Um pouco como se uma concessionária aceitasse gorjeta de uma mulher para vender um carro sem freios ao marido para ela receber o seguro de vida. Em janeiro de 2008, 99% desses títulos haviam sido rebaixados, Paulson havia embolsado 1 bilhão, um terço da fortuna que o fez o 368º mais rico do mundo em 2008. Hoje tem 12 bilhões e é o 45º. Pelo serviço, pagou 15 milhões ao Goldman, mas a SEC não o acusou de nada.
Naturalmente, foram os investidores na outra ponta que perderam esse bilhão. A maior perda foi do ABN Amro, que quebrou e teve de ser estatizado, em 2008, passando ao controle do Royal Bank of Scotland (com participações do Banco Santander e o governo da Holanda), que teve de pagar 841 milhões de dólares ao Goldman para livrar-se das dívidas do ABN para com o banco de Wall Street. Outro grande perdedor foi o alemão IKB Deutsche Industriebank, que sofreu perdas de 150 milhões e também faliu. Passou ao controle do estatal KfW, que o revendeu à holding texana Lone Star Funds.
Reino Unido e Alemanha iniciaram suas- próprias investigações. O primeiro-ministro britânico, Gordon Brown, acusou o Goldman de “falência moral” e ameaçou reter o pagamento de juros à instituição.

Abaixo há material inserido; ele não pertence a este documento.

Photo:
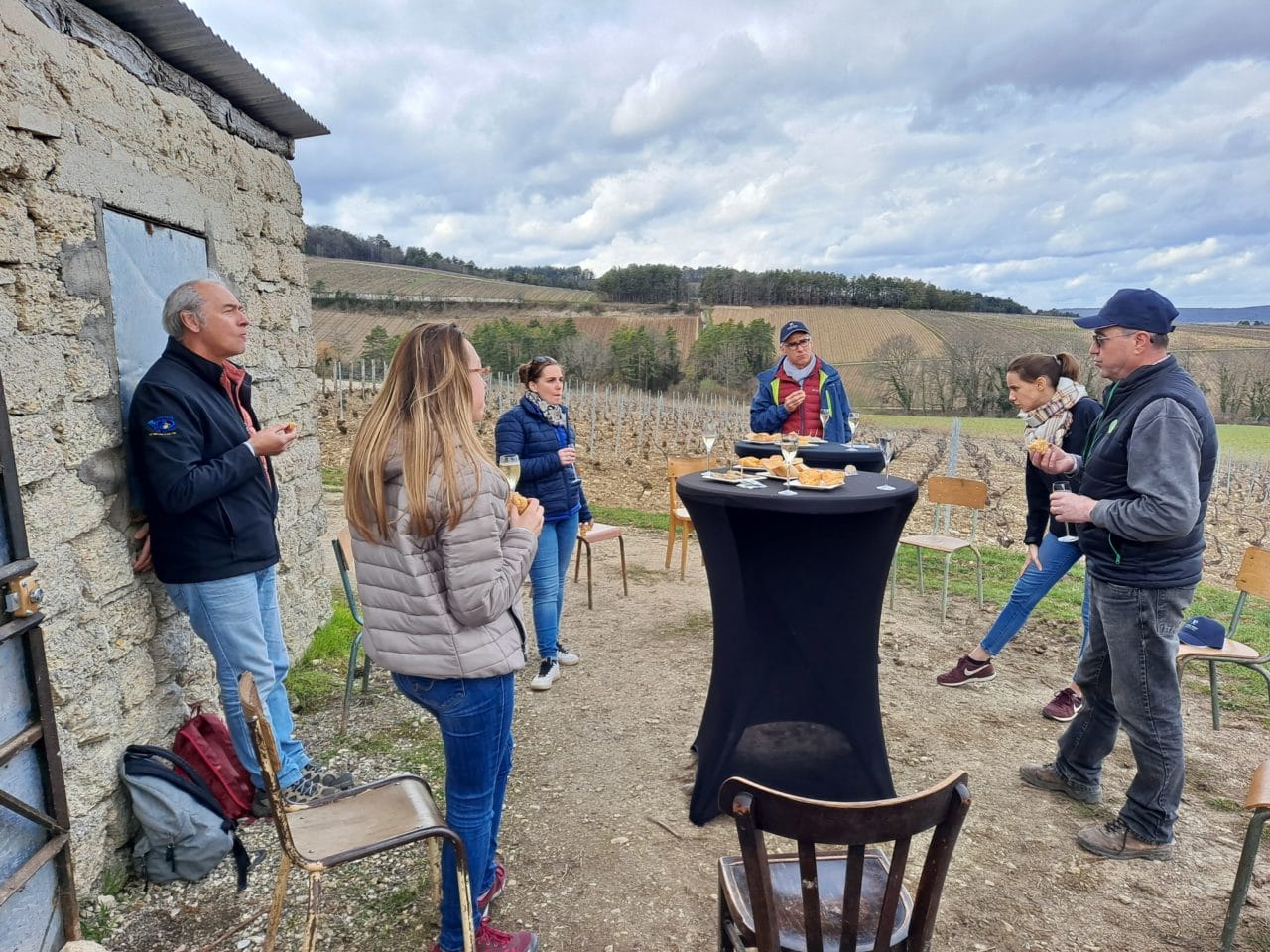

Sua colega alemã, Angela Merkel, também avalia um processo legal. O diretor do Goldman londrino que articulou a operação e enganou o ACA, o francês Fabrice Tourre, foi protegido do assédio de clientes e jornalistas com o descredenciamento do órgão regulador e uma licença remunerada e o banco insiste em que ele não fez nada de errado. O Goldman alega em sua defesa que a transação se deu entre grandes investidores profissionais – ou seja, “homem não chora”.
Em 21 de abril, horas depois de o governo britânico anunciar o inquérito oficial, o Goldman anunciou lucros de 3,5 bilhões de dólares no primeiro trimestre, 65% mais que no mesmo período de 2009 e 35% mais que o esperado pelos analistas do mercado. E pagou 5,9 bilhões em bônus a seus executivos.
Igualmente perigosas para as finanças globais, embora não claramente ilegais, foram as operações do Goldman com o governo da Grécia para iludir as autoridades da União Europeia quanto a seu endividamento. As receitas futuras de aeroportos, pedágios e loterias do Estado foram “vendidas” por dinheiro vivo, o que equivale na prática a contrair empréstimos garantidos por essas receitas, mas não se revela como dívida nos demonstrativos oficiais. O JP Morgan realizou operações análogas com a Itália.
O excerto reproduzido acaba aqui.